If the leader does not come into trouble and it is never restarted, it can keep only one single ledger open and continue to write to it.
In practice, this is not a good idea, because that ledger will grow without bounds and with BookKeeper you cannot delete parts of one ledger but only full ledgers, so Bookies won’t be able to reclaim space.
In HerdDB, we are rolling a new ledger after a configured amount of bytes. By this way, you can reclaim space quickly in case of continuous writes to the log.
But BookKeeper guarantees apply only while dealing with a single ledger. It guarantees that each write is acknowledged to the writer if and only if every other entry with an ID less than the ID of the entry has been successfully written.
When you start a new ledger, you must wait and check the outcome of all of the writes issued to the previous ledger (or at least the last one).
You could also take a look to Apache DistributedLog, that is a higher level API to Apache BookKeeper and it solves many of the problems I have discussed in this post.
We have seen a real application of BookKeeper, and how you can use it in order to implement the write-ahead-log of a distributed database.

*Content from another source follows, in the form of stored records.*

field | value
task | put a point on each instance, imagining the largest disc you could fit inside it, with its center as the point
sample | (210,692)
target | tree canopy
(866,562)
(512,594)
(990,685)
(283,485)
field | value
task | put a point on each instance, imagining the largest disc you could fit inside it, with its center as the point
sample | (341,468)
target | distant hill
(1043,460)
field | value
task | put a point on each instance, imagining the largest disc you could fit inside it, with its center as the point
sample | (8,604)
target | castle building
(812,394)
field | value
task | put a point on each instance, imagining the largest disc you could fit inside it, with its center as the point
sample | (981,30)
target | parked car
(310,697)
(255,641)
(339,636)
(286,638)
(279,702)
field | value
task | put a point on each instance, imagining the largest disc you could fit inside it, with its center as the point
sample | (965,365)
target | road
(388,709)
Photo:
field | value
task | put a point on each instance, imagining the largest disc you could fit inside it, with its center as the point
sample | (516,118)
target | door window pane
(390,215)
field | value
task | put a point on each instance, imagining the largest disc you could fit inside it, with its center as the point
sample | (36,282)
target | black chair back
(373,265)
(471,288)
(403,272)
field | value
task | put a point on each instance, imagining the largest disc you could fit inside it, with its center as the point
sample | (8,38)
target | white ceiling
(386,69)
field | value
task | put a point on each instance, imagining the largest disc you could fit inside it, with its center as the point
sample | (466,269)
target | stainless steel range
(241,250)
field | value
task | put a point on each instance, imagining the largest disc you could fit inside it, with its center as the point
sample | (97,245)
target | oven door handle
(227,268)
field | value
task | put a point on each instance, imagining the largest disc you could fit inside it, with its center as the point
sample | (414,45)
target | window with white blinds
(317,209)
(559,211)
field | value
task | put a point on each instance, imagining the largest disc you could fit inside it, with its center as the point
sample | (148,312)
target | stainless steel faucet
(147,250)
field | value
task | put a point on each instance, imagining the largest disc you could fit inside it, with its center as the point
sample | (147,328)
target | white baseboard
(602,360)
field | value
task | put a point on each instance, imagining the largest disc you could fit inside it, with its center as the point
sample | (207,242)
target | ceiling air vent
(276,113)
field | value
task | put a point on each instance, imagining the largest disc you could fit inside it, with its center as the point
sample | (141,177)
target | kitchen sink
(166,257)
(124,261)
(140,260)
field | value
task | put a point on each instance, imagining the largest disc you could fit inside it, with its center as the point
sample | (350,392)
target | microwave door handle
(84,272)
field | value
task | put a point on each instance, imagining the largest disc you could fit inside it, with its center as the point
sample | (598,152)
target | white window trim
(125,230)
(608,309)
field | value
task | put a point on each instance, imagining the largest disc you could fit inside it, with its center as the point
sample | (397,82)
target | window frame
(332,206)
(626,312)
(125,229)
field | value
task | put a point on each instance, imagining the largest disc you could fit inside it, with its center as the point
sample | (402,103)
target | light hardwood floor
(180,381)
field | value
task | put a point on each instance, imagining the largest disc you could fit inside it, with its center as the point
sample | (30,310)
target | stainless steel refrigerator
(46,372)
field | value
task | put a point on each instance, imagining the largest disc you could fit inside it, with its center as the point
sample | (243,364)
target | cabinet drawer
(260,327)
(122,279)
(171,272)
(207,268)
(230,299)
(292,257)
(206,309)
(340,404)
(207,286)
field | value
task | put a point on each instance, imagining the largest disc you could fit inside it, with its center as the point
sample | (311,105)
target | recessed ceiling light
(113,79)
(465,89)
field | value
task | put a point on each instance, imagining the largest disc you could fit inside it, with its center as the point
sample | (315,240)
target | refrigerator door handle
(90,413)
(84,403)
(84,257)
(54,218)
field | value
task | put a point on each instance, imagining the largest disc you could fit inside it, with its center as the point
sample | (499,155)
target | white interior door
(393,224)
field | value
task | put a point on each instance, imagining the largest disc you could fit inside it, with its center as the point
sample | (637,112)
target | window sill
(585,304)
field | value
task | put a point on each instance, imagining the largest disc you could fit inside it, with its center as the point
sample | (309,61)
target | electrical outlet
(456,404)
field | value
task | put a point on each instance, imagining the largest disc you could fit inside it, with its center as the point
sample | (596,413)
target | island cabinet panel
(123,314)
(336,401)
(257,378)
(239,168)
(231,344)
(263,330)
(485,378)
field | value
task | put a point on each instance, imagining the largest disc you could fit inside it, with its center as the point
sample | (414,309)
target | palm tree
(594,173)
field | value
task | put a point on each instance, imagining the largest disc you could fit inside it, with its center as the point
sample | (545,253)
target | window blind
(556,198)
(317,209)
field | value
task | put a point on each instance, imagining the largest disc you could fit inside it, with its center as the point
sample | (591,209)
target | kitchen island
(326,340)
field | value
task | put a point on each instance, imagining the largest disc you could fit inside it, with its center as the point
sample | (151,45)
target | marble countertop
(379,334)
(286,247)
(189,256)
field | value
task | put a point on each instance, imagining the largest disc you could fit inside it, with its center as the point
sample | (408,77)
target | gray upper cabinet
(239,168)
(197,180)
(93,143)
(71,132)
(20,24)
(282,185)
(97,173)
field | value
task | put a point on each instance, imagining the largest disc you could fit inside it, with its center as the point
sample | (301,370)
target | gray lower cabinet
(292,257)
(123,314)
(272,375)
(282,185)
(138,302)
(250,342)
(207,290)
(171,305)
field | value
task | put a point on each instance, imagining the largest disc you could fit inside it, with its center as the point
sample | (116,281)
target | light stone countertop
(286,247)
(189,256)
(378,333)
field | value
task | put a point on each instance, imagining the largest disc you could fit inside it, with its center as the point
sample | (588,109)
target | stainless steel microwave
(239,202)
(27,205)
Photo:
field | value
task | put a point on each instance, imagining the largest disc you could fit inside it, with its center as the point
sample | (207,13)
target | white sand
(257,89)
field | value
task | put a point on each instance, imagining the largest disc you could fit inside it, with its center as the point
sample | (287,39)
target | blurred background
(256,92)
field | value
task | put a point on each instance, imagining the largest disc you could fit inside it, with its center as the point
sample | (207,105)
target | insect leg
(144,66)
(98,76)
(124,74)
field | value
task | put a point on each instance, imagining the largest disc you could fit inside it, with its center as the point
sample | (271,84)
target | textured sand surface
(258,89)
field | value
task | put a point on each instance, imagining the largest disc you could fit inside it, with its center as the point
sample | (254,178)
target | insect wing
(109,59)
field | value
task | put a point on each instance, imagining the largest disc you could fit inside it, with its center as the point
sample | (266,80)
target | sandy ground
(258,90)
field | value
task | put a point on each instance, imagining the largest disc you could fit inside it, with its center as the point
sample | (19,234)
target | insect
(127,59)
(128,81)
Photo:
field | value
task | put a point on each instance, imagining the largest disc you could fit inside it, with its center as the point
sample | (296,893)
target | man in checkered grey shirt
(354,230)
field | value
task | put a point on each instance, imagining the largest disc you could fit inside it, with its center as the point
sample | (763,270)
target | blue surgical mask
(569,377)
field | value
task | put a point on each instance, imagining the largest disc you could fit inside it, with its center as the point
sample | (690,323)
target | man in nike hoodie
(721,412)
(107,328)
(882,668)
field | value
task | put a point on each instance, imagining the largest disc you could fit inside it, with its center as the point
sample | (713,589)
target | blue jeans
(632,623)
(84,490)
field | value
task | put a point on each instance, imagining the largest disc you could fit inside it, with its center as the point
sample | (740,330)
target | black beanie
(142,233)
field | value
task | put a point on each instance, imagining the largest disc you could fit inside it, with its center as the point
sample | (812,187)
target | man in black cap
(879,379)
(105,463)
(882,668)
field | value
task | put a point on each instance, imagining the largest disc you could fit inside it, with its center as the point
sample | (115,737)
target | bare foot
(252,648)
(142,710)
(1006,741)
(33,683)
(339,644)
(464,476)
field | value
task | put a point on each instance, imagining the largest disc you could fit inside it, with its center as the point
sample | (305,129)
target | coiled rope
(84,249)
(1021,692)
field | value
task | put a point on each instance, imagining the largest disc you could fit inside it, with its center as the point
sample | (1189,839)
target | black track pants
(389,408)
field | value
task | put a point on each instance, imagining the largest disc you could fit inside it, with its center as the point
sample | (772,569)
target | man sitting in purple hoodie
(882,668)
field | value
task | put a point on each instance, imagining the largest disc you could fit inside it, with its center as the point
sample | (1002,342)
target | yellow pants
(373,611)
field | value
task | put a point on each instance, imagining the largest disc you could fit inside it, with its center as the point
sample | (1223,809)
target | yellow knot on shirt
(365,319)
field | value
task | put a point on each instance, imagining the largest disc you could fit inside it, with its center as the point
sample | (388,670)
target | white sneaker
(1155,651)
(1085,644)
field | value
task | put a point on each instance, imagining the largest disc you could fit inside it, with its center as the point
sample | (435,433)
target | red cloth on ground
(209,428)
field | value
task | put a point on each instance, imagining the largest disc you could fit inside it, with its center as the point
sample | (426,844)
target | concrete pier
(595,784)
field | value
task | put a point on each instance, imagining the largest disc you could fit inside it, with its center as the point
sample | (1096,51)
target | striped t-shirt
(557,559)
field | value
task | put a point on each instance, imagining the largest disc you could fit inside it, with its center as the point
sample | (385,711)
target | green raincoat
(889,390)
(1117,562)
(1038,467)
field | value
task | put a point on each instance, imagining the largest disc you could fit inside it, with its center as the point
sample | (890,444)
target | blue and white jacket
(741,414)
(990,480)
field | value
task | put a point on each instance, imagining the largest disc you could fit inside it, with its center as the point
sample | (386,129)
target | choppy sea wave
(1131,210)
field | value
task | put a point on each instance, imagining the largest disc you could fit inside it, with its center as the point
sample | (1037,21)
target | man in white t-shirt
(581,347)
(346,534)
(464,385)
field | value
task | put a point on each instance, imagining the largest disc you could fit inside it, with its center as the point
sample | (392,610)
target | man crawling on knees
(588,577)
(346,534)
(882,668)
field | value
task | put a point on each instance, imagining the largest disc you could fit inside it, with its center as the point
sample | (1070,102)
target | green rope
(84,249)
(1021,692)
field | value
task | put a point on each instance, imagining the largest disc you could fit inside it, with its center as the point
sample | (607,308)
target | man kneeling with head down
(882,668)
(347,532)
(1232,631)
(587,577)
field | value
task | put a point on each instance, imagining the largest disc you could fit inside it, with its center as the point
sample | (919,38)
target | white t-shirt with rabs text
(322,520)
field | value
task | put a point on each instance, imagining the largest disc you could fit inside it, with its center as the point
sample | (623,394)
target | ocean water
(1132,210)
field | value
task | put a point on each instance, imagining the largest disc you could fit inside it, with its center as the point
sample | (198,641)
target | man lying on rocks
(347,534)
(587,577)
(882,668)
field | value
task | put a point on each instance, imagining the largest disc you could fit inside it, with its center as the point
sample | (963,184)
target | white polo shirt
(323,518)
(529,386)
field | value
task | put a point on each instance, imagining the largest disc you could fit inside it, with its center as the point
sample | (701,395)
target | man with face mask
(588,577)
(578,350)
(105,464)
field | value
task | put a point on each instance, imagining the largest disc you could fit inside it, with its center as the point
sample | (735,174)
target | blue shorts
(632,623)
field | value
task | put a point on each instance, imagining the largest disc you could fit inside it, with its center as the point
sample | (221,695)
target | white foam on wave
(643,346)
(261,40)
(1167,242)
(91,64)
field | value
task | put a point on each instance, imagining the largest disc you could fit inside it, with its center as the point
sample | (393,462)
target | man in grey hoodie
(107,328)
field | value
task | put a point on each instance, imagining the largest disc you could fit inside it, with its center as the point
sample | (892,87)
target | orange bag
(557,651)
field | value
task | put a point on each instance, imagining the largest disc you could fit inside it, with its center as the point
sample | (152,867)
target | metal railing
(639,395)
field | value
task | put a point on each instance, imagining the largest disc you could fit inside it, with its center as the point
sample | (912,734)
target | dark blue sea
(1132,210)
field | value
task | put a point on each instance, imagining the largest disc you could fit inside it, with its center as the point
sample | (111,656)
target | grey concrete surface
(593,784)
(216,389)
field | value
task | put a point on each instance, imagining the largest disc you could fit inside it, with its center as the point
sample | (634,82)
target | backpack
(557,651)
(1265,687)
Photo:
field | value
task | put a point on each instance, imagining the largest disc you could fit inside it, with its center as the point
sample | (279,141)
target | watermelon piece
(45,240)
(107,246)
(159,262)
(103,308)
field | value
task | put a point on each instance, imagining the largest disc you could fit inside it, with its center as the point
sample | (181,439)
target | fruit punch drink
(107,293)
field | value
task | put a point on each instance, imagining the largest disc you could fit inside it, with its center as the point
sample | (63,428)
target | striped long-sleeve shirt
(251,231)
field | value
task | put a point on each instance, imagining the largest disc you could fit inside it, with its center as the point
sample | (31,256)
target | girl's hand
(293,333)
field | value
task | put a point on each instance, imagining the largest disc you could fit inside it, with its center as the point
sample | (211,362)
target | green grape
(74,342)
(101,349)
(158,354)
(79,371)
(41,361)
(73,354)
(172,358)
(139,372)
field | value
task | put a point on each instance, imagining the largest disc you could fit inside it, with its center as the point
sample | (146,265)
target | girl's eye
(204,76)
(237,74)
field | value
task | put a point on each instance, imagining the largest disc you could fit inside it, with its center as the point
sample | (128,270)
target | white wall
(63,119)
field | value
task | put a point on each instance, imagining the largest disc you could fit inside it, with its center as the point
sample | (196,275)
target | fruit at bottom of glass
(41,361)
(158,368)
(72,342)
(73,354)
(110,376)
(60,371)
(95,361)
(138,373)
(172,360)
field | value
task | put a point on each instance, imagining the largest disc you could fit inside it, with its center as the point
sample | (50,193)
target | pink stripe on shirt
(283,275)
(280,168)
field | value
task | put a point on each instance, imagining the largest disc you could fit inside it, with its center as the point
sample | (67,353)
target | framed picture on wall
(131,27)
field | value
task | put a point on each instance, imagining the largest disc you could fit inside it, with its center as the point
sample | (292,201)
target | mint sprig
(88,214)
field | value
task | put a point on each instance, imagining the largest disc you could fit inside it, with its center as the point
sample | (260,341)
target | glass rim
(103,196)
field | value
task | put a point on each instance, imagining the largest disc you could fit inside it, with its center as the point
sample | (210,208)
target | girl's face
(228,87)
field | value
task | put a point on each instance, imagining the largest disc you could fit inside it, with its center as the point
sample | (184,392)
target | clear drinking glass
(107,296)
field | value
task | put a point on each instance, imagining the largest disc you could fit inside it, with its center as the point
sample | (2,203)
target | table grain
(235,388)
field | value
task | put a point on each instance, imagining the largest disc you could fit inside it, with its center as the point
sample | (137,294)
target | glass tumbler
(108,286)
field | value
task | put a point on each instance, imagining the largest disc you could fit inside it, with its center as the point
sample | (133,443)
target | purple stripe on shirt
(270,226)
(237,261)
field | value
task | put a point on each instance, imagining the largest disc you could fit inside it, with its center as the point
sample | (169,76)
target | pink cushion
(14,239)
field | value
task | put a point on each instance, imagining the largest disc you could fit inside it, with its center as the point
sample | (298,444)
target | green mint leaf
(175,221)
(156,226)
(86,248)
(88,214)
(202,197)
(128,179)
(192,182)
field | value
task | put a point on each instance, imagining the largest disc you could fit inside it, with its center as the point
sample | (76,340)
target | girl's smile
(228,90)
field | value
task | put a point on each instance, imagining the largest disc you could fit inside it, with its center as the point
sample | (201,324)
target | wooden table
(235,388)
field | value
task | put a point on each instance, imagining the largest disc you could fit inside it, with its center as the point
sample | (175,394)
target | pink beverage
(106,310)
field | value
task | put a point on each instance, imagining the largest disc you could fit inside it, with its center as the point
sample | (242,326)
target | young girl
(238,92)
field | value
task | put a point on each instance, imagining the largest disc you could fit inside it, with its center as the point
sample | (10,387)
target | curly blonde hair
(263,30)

Apache BookKeeper and Apache ZooKeeper provide all of the tools you need to deal with consistency of data and metadata. Dealing with asynchronous operations can be tricky and you will have to deal with lots of corner cases. You also have to design your log and let it reclaim disk space without preventing the correct behaviour of follower nodes.
HerdDB is still a young project but it is running in production in mission critical applications, the community and the product grow as much as new users propose their use cases.